We are using Spacy in our production system. While testing, many times we have to download full spacy models (parser + word vectors) which can be very slow (~30 mins) and frustrating. Perhaps a better strategy could be to create a custom lightweight spacy model for testing, e.g., with only 1000 word vocab and a smaller parsing model.
Are there suggested strategies/best practices when testing with a large data model that can be applied to this scenario?
Upvotes: 1
Views: 589
Reputation: 707
Even though it seems that @Rajhans problem has already been solved by @aniav's proposal and mocks and cache are probably a good idea in most cases, I would like to add something that helped me decrease unittest duration:
I realized that I was loading several spaCy components that I wasn't even using, i.e. spaCy might load the NER component, while you don't even use it. You can deactivate single components with
nlp = spacy.load("en_core_web_lg", disable=["tagger", "ner"])
which would disable the tagger and the ner recognition. See spaCy documentation for more details.

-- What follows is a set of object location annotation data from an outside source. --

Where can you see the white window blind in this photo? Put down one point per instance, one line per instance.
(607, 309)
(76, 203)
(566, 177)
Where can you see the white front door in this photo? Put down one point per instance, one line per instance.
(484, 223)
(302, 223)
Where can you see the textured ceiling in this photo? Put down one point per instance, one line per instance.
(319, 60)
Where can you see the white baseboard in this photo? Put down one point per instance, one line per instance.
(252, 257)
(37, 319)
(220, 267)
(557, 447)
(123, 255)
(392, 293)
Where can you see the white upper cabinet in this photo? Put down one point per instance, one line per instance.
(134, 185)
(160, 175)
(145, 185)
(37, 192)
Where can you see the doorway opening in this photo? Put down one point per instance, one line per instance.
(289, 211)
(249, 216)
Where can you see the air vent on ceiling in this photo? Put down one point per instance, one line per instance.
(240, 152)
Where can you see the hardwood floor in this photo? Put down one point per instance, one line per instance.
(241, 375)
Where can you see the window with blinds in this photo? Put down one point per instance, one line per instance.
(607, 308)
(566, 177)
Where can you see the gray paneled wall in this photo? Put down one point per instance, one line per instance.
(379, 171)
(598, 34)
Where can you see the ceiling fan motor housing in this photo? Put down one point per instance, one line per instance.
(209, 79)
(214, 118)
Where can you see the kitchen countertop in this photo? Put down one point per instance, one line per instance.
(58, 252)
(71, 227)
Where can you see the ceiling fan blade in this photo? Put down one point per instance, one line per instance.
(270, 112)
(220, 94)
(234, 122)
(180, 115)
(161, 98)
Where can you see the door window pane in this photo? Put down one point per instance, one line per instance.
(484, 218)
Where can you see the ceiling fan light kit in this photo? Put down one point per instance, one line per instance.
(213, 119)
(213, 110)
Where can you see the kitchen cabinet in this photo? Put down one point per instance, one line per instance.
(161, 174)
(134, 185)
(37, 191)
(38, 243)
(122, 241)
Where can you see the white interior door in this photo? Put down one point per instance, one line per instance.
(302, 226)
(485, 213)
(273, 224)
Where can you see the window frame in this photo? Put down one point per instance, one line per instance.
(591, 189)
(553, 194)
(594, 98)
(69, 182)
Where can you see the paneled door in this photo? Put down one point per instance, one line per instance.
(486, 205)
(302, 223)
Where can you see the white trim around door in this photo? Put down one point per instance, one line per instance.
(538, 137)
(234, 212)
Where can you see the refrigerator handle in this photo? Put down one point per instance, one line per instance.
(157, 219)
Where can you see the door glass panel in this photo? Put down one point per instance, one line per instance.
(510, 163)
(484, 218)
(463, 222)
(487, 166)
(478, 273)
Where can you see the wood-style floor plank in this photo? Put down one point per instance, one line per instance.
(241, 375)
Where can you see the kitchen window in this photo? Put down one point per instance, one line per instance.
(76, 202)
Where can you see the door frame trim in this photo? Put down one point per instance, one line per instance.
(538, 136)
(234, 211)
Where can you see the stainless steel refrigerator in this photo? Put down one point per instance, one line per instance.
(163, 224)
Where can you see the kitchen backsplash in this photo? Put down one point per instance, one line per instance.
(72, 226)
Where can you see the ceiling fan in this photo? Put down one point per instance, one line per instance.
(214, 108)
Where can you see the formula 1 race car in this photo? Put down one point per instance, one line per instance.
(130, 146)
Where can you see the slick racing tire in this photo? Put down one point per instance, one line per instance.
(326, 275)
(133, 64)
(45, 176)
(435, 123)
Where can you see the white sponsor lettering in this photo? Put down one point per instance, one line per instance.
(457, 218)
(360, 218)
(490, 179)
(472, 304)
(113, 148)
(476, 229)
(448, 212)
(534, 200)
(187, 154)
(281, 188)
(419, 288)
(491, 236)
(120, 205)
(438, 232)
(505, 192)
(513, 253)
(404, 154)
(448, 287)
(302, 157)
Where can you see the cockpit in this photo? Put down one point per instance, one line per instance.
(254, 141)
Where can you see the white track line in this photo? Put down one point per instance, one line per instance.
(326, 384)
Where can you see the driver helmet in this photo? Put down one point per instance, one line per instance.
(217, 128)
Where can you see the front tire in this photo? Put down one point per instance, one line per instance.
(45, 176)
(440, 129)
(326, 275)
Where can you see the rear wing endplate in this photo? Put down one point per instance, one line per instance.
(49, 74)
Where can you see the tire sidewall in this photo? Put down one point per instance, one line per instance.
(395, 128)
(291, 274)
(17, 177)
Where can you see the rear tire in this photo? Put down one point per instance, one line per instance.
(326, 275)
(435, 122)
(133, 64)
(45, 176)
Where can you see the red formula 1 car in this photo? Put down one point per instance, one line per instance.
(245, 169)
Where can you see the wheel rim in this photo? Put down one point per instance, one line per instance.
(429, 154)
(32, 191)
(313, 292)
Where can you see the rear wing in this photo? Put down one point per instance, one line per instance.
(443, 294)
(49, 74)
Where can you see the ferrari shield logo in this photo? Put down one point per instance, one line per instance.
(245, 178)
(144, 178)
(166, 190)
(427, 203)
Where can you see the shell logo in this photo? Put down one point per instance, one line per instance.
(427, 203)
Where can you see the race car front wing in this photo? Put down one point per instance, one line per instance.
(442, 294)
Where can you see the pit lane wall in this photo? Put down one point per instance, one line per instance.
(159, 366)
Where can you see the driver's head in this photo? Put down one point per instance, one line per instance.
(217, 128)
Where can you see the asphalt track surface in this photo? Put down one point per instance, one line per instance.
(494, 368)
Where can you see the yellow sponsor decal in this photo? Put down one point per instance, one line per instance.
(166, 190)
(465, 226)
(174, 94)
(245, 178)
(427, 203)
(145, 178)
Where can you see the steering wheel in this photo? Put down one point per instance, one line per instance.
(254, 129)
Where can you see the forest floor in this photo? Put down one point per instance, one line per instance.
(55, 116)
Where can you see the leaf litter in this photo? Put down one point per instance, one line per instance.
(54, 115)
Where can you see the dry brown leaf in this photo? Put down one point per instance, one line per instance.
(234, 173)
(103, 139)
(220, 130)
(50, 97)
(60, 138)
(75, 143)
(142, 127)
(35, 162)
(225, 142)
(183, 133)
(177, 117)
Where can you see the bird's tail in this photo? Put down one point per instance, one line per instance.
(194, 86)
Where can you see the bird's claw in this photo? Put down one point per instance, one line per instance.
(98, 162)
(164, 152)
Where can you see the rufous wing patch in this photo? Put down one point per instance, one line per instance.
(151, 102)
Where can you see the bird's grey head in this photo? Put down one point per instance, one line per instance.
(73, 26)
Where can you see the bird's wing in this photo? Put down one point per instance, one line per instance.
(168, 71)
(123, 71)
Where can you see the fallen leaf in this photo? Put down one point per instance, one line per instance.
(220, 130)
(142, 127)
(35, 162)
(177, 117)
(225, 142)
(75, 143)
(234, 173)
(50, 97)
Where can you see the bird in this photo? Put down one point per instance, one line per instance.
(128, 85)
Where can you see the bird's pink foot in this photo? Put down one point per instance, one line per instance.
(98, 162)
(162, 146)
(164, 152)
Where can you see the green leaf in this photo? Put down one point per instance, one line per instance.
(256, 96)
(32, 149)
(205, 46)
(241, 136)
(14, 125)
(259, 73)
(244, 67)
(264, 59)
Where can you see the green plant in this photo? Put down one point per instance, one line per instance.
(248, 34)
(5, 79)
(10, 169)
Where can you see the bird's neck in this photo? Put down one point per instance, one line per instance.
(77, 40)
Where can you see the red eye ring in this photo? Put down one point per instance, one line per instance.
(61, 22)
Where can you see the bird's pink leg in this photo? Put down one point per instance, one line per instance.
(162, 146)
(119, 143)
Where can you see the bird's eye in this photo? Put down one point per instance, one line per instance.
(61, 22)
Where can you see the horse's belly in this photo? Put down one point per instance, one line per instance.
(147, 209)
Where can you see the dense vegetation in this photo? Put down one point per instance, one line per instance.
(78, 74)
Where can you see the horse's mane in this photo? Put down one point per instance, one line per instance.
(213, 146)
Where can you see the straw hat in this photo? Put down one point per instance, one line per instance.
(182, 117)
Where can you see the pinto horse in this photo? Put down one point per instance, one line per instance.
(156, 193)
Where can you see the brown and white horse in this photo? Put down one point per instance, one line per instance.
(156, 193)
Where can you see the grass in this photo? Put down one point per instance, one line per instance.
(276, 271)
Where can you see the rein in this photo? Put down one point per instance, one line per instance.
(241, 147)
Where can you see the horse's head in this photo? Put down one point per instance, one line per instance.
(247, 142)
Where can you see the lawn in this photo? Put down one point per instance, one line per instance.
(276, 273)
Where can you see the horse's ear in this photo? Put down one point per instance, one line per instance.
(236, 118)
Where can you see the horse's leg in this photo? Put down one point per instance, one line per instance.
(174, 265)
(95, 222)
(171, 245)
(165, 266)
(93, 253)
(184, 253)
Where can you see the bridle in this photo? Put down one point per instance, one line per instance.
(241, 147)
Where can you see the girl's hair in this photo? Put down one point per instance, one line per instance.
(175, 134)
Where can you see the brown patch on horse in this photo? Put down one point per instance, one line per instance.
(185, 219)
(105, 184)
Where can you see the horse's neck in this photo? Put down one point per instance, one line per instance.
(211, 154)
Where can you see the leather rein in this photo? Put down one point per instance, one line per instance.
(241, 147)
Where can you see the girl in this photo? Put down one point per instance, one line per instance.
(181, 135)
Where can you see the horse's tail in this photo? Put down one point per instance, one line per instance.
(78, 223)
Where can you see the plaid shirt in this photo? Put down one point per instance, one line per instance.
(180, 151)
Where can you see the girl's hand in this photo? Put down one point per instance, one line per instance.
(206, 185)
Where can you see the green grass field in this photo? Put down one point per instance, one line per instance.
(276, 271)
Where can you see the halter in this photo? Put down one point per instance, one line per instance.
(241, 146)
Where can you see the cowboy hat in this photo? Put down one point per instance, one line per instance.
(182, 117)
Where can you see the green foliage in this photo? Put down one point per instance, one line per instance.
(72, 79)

This not only decreases your unittest duration but has the nice side effect of also making your production code start up faster.
Upvotes: 1
Reputation: 1796
This basically depends on what and how you need to test. You probably don't really need or want to test spacy itself, you want to test your functions relying on the results from spacy and a good practice in that matter is to mock responses from spacy and test your code trusting spacy is working properly (it does have tests ;)). In our environment we have models loaded when spacy is being imported so we had to mock the imported module in order to not have these data loaded.
There is of course the option of creating lightweight versions of the models but this is not a trivial case, it would probably require work on each spacy version change and you have to keep in mind other developers should be able to update the models afterwards when tests / requirements change.
If you in fact need the models and the biggest problem is waiting for them to be downloaded consider using cache for the data. Many CI environments can cache the models for you and they will be valid until a newer version of spacy is introduced.
Upvotes: 2